In this chapter, I explore the implications of the recent socio-material turns in philosophy and theory for rethinking feminist health-related research. Feminist theories and practices have been immensely valuable to researchers and scholars seeking to develop critical, inclusive, participatory and emancipatory knowledge for challenging the status quo and promoting transformative, positive change. Recent feminist theorising is returning to the importance of material effects of processes, relations and structures of earlier feminism, but viewed anew with contemporary thinking over questions of lively matter or the active role of the material world. These authors see these developments as not only productive but also as offering more relevant responses to the ongoing troubles with our conventional ways of understanding the world. I will argue how feminist theories and research potentially utilise these theories and practices for comprehending and researching the complex, contemporary and often precarious and entangled worlds of peoples’ lives and contexts of health and care.

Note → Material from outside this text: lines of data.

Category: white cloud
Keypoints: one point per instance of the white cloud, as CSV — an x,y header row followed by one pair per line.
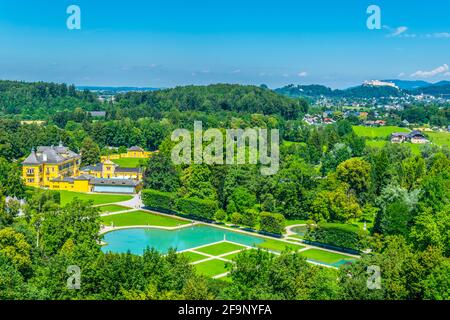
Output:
x,y
428,74
438,35
395,32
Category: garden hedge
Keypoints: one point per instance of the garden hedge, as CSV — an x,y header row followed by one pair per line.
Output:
x,y
337,235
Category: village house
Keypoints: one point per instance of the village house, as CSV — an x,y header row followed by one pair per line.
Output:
x,y
58,168
415,137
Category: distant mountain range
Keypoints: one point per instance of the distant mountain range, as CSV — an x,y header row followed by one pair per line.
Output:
x,y
368,90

Drawing on examples, including narrative and participatory approaches in health research, I argue for this new material turn in qualitative health related research. Drawing on performative, embodied and relational notions of identity, meanings, experience, knowledge, and importantly, context as more than mere backdrop to action, our research focus and engagements or interventions change. I conclude, far from being a threat to feminist or any more humanist-based research, these theories provide a critical, urgent impetus to political arguments for resources and the valuing of often misrecognised or hidden practices of health and care.